In order to transform the infrastructure and reinforce the manpower at tertiary and periphery hospitals of the city, the BMC on Friday granted Rs 3636.82 crore for the health sector, in its annual budget for the year 2018-2019. Among the important procurements are ventilator beds, which fall short in these civic and government run hospitals; the BMC is trying to change this situation.
The civic body plans to create a decentralised system where all emergency medical care will be distributed across the city. “We have procured about 230 ventilator beds which are going to be distributed among 25 periphery and major hospitals, so that we increase the capacity of the hospitals to handle emergencies. While creating new services, we are making sure no two similar services come up in hospitals which are close by, so that they are evenly distributed across the city,” said Idzes Kundan, Additional Municipal Commissioner (AMC).

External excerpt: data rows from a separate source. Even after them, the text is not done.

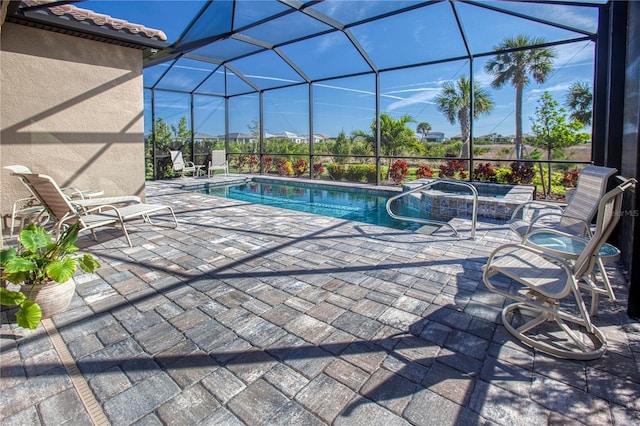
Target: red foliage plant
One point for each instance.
(484, 172)
(399, 171)
(267, 162)
(424, 171)
(521, 173)
(570, 179)
(300, 166)
(450, 168)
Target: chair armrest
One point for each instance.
(550, 257)
(546, 215)
(546, 204)
(25, 202)
(71, 191)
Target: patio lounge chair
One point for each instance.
(218, 162)
(66, 212)
(540, 282)
(29, 208)
(574, 218)
(181, 166)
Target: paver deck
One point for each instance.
(248, 314)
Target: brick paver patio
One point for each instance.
(248, 314)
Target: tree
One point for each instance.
(551, 130)
(579, 99)
(423, 128)
(342, 146)
(395, 136)
(182, 133)
(455, 102)
(515, 66)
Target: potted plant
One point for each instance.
(40, 273)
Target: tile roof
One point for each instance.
(100, 20)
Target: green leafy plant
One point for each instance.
(38, 261)
(267, 163)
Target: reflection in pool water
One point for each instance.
(361, 205)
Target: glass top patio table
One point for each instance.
(569, 248)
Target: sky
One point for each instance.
(427, 34)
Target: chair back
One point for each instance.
(50, 195)
(17, 169)
(177, 160)
(218, 157)
(608, 216)
(592, 185)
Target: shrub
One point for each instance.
(570, 179)
(267, 163)
(501, 174)
(300, 167)
(521, 173)
(253, 162)
(399, 171)
(450, 168)
(284, 167)
(484, 172)
(336, 171)
(370, 173)
(424, 171)
(241, 160)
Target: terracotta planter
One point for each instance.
(52, 297)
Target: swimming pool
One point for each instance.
(357, 204)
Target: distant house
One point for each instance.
(434, 137)
(496, 138)
(199, 136)
(286, 135)
(241, 137)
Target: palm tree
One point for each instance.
(580, 103)
(423, 128)
(396, 136)
(455, 102)
(515, 66)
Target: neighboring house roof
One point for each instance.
(69, 19)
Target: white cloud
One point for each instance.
(560, 87)
(424, 96)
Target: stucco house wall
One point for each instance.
(71, 108)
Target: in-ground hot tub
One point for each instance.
(444, 201)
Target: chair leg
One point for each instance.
(561, 341)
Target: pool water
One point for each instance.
(361, 205)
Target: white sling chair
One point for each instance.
(30, 208)
(66, 212)
(180, 165)
(574, 218)
(550, 313)
(218, 162)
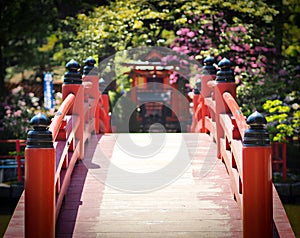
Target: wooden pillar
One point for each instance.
(90, 74)
(257, 180)
(39, 180)
(208, 74)
(224, 83)
(73, 84)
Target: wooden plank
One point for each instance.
(192, 204)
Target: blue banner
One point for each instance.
(48, 91)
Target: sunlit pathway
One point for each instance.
(150, 185)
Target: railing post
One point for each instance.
(104, 114)
(73, 84)
(257, 180)
(224, 83)
(39, 180)
(90, 74)
(18, 158)
(208, 74)
(196, 96)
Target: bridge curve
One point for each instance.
(237, 188)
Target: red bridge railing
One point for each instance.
(52, 150)
(242, 144)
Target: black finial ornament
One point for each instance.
(102, 86)
(256, 135)
(89, 66)
(73, 75)
(209, 68)
(198, 85)
(225, 74)
(40, 136)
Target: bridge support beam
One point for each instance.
(39, 181)
(257, 180)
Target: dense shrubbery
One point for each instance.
(16, 111)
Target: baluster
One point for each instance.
(39, 180)
(257, 179)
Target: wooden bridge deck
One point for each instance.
(198, 203)
(119, 191)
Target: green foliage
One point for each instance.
(16, 111)
(283, 119)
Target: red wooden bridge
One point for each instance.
(81, 180)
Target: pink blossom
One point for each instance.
(16, 90)
(191, 34)
(240, 61)
(18, 113)
(246, 46)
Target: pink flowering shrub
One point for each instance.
(17, 109)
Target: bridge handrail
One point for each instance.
(53, 150)
(248, 161)
(237, 113)
(60, 115)
(18, 157)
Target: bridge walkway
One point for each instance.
(121, 192)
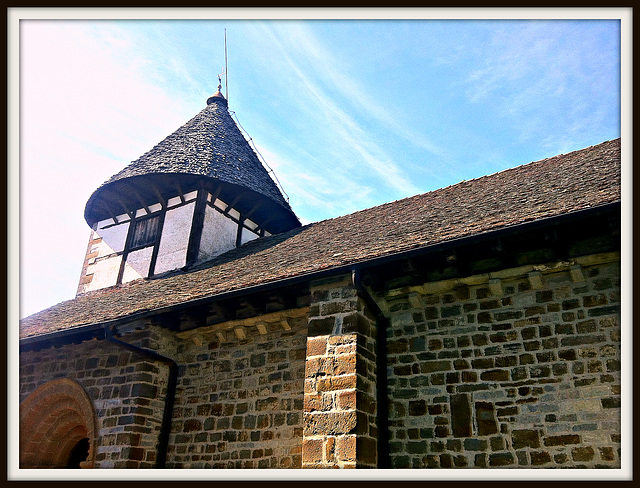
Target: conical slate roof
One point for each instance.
(208, 150)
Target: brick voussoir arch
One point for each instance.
(53, 420)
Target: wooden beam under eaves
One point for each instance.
(123, 204)
(156, 191)
(252, 211)
(107, 207)
(233, 202)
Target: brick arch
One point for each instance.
(53, 419)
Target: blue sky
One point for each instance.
(349, 113)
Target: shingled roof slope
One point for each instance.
(210, 145)
(562, 184)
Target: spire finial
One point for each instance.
(217, 96)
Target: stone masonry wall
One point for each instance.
(519, 372)
(126, 389)
(239, 402)
(340, 427)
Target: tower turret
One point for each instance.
(200, 192)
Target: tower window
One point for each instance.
(145, 232)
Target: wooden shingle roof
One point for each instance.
(544, 189)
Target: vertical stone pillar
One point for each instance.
(340, 407)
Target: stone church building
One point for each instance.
(475, 326)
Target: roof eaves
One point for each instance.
(319, 274)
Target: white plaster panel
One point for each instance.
(218, 235)
(137, 265)
(113, 239)
(172, 253)
(105, 273)
(247, 236)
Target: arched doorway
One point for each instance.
(57, 427)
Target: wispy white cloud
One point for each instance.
(312, 64)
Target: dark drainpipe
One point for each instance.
(382, 324)
(165, 427)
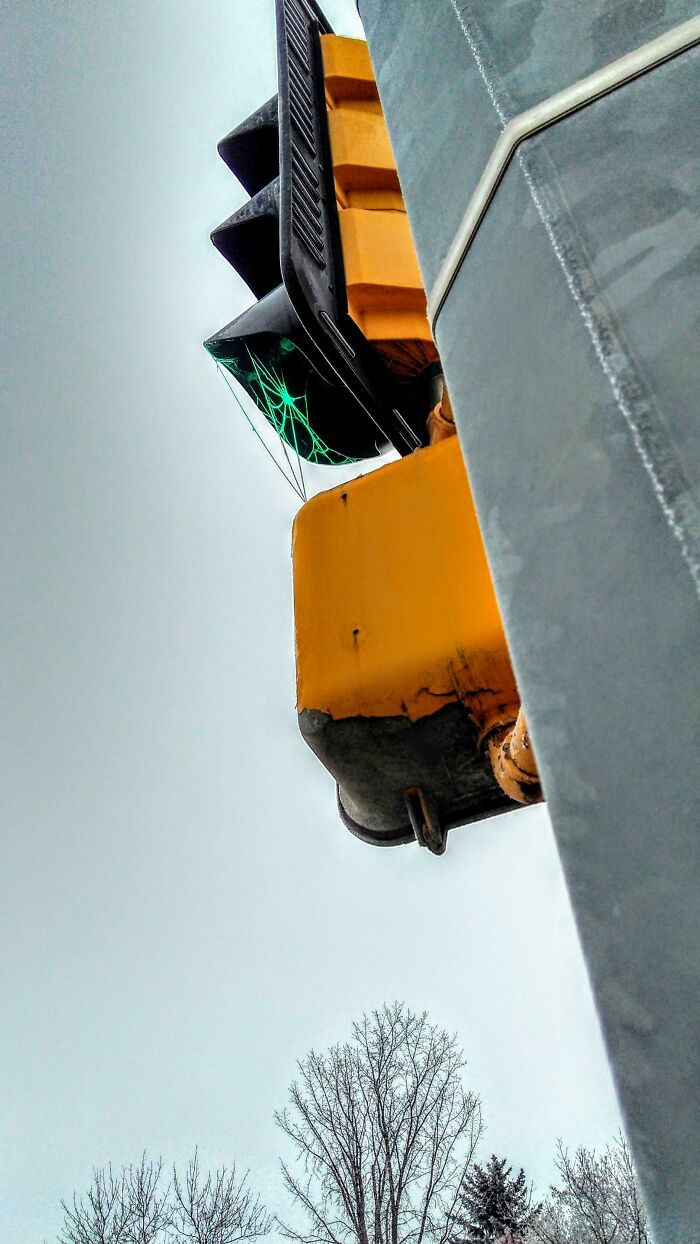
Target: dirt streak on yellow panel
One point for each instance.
(396, 612)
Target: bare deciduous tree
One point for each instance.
(598, 1201)
(148, 1202)
(137, 1208)
(102, 1216)
(219, 1208)
(383, 1132)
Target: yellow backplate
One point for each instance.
(396, 613)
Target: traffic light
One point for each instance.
(336, 351)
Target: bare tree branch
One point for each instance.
(219, 1208)
(597, 1202)
(383, 1131)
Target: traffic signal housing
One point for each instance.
(336, 351)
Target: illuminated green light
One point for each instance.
(287, 412)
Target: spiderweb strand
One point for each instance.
(292, 482)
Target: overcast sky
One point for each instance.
(183, 914)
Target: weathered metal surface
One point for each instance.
(570, 343)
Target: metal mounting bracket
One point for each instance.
(540, 117)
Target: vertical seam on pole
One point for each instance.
(633, 397)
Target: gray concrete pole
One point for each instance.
(570, 345)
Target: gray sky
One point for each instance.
(183, 914)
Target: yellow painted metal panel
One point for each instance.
(396, 612)
(347, 69)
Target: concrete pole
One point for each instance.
(570, 345)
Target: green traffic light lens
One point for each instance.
(280, 380)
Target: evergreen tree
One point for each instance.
(492, 1204)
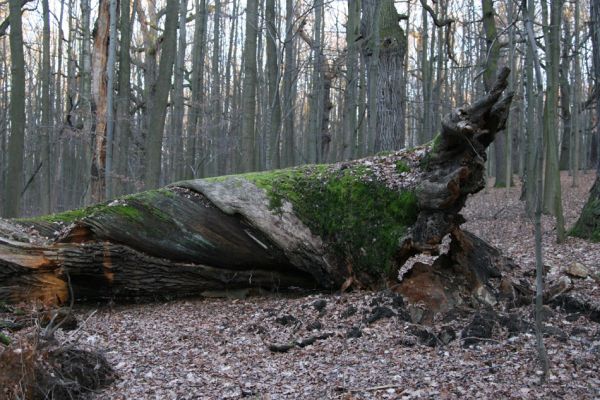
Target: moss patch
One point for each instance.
(130, 207)
(402, 166)
(360, 218)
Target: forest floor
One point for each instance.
(362, 345)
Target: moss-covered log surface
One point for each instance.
(588, 224)
(319, 226)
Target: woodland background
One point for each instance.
(99, 99)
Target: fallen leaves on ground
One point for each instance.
(220, 348)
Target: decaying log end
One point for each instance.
(317, 226)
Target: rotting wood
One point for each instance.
(313, 227)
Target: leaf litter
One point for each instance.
(363, 345)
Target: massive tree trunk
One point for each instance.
(14, 174)
(588, 225)
(316, 226)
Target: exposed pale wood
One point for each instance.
(225, 233)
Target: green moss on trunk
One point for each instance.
(360, 218)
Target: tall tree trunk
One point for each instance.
(351, 92)
(565, 97)
(99, 100)
(588, 224)
(249, 149)
(197, 86)
(123, 120)
(491, 66)
(110, 100)
(426, 80)
(370, 33)
(288, 84)
(576, 142)
(14, 176)
(389, 84)
(552, 189)
(86, 102)
(226, 234)
(46, 113)
(217, 136)
(529, 187)
(178, 106)
(159, 107)
(273, 77)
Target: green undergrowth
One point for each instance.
(588, 225)
(361, 219)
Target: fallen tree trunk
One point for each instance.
(318, 226)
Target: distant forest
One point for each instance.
(100, 99)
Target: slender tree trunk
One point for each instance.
(249, 148)
(288, 84)
(588, 224)
(86, 103)
(110, 99)
(565, 98)
(575, 149)
(178, 106)
(123, 120)
(539, 266)
(197, 86)
(100, 101)
(273, 78)
(217, 136)
(389, 85)
(426, 128)
(159, 108)
(46, 113)
(552, 190)
(14, 175)
(370, 33)
(351, 92)
(491, 66)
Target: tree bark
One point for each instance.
(160, 104)
(14, 175)
(346, 224)
(588, 224)
(249, 157)
(100, 101)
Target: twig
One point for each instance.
(376, 388)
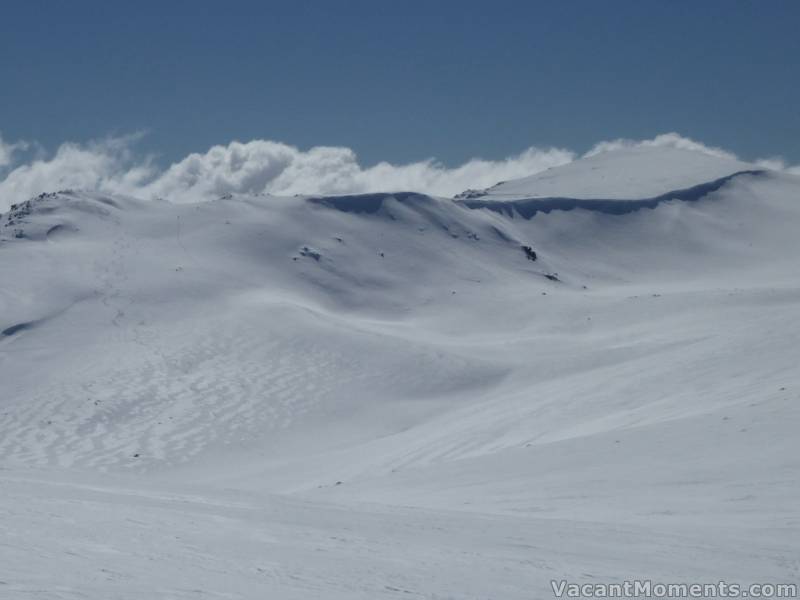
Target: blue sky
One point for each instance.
(402, 81)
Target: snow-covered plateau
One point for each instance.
(590, 374)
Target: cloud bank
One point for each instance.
(260, 166)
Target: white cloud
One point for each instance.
(8, 150)
(262, 166)
(671, 140)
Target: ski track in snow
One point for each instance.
(383, 397)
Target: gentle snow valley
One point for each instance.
(383, 396)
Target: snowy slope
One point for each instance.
(382, 396)
(623, 174)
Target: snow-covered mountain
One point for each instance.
(588, 374)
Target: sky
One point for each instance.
(395, 82)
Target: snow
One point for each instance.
(381, 396)
(624, 174)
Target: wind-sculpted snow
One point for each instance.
(387, 395)
(527, 208)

According to BMC statistics, over 40 per cent of the patients, who approach major hospitals, are referred by peripheral hospitals which has necessitat-ed improvement in the entire infrastructure. “With Rs 1000 crores, Sion Hospital alone is set to be upgraded to an 1800-bed tertiary care facility. This work will start from July 2018. The redevelopment plans of Nair Hospital will cost of Rs 340 crore, and here too the effort is to upgrade its emergency medical services,” said a senior health official.
In addition, two multi-dimensional towers will be constructed at KEM Hospital. Under this, emphasis will be on promoting educational activities and enhancing health services,” said a senior health official. Welcoming the budget, Dr Avinash Supe, Medical Director and Dean of the King Edward Memorial hospital, said, “The budget allocation is appropriate and has been done keeping in mind the hospital’s requirements, and if we need something extra for equipment we can add to our requirements later.”
“We have been suggesting this for years as peripheral hospitals constitute the very root of the health care system in the city. Despite having the structure, due to lack of basic facilities, the hospitals fail to provide efficient treatment to patients which indirectly exerts pressure on bigger hospital. Patients should be referred to major hospitals only when the case is serious and can’t be treated at peripheral hospitals,” said Dr Ravikanth Singh, health activist.